The use of credit scores and reports dates back nearly 60 years. In 1956, engineer Bill Fair and mathematician Earl Isaac formed the Fair Isaac Corporation (FICO) on the premise that data could be mined and used to inform business decisions. Two years later, the company rolled out its first credit scoring system. FICO honed the score and currently sells it to banks, insurers, retailers and credit card companies. As the company declares on its web site, the use of its data and mathematical algorithms “to predict consumer behavior has transformed entire industries.”
The current FICO score ranges from 300 to 850. Borrowers with scores above 750 are generally considered excellent, while scores below 650 are considered poor. The three most important factors that determine your score are: Payment History (and especially paying bills on time); total debt outstanding, which takes into account how many accounts you have and how close you are to your credit limit; and the number of inquiries made into your credit file. Inquiries are broken into "soft" (for preapproved offers; for insurance or employment purposes; and for when you check your own credit report or score) and “hard” inquiries, like when you are shopping for a mortgage, auto or student loan can. Soft inquiries do not hurt your score, while hard ones count against you.
The use of credit scores was less important in the run up to the financial crisis, when in the year of easy credit, it seemed like anyone with a heartbeat could borrow money. But in the aftermath of the Great Recession, financial institutions would only lend to the best borrowers with the highest scores.
Not only has the FICO score has transformed businesses, it also has assumed a major role in the financial lives of consumers. Credit reports and scores are being used for more than borrowing and lending. Landlords often use credit data to research potential tenants; and in many states, it is perfectly legal for prospective employers to check credit.
The ubiquitous use of credit scores makes their accuracy all the more important. If scores are lower, due to bad data or error-ridden reports, a consumer’s cost of borrowing could be higher than it should be or their living arrangements or job prospects could be negatively impacted. Unfortunately, the Consumer Financial Protection Bureau conducted a 14-month probe, which found that it is notoriously difficult for consumers to correct credit report errors.
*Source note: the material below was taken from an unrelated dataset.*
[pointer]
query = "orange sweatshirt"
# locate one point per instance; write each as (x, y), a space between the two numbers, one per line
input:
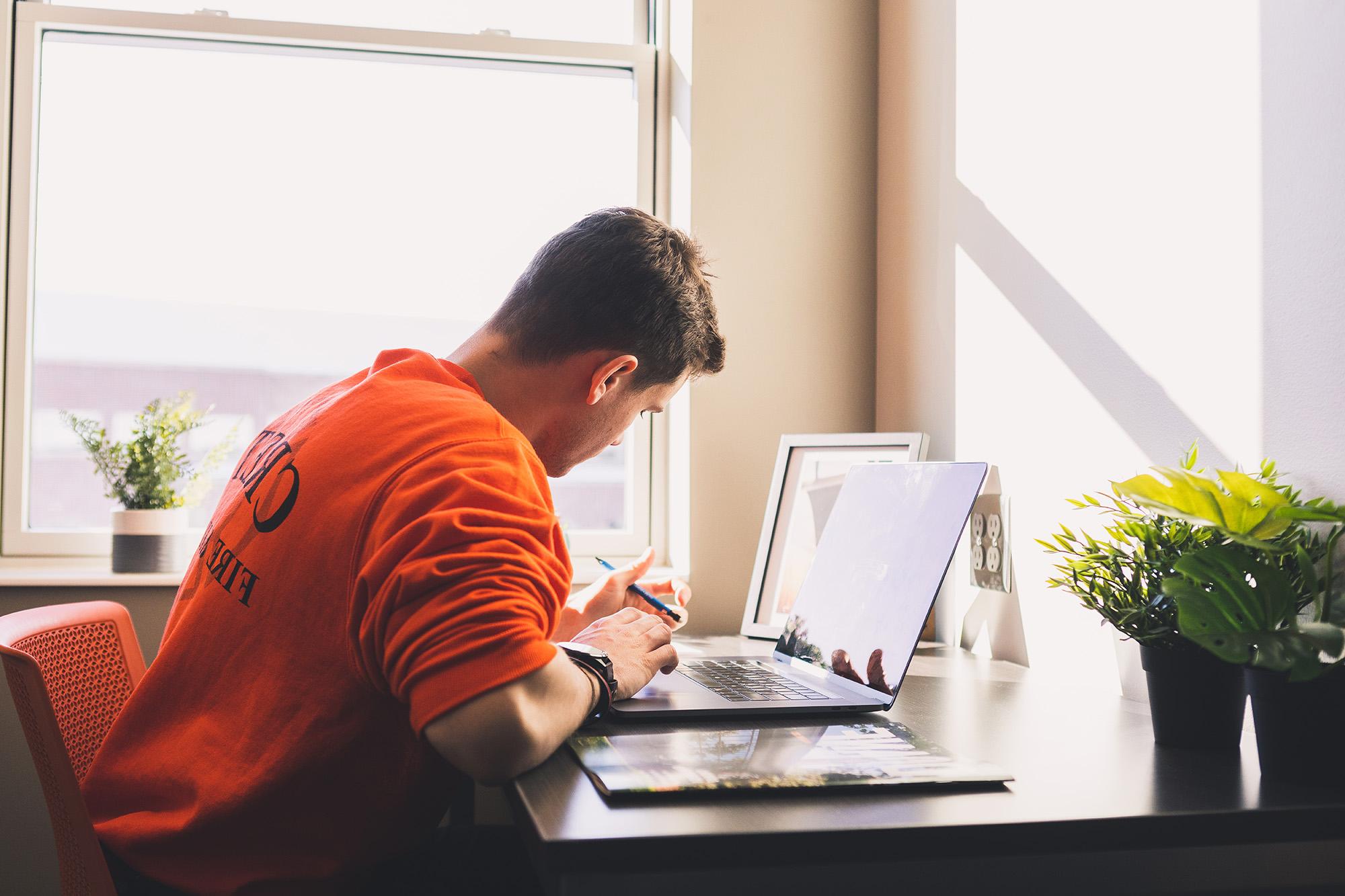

As regulators continue to oversee the rating and scoring industries, there could be good news for millions of consumers with shaky credit. FICO is testing a new product, which is calculated using consumers’ payment history with their utility companies. You probably didn’t realize that over 70 cable companies, cell phone companies and utility providers already contribute to a national database called the National Consumer Telecom & Utilities Exchange (NCTUE), on which Equifax already reports.
The new score will also incorporate data from LexisNexis, to determine how often people change addresses -- frequent changes suggesting less stability and greater risk for the lender.
FICO is developing the alternate score to sell to its clients, who are trying to determine how to make loans to – and money from – those consumers who otherwise wouldn’t qualify; and as a result, have been shut out of mainstream borrowing. There is a vast market—according to FICO, 53 million Americans currently have credit scores that are unacceptable to lenders or don’t have scores at all.
While gaining access to credit could help many, chances are, banks will charge riskier borrowers higher interest rates and pile on extra fees. Additionally, young adults will need to be conscientious about paying all of their bills on time, else risk seeing a ding on the new credit score. They also may worry about frequent address changes.
Finally, critics of the new score believe that lending money to shaky borrowers is one of the factors that contributed to the financial crisis and should be avoided at all costs. Or in honor of the start of baseball season, it could be what Yogi Berra once called "Deja-Vu all over again."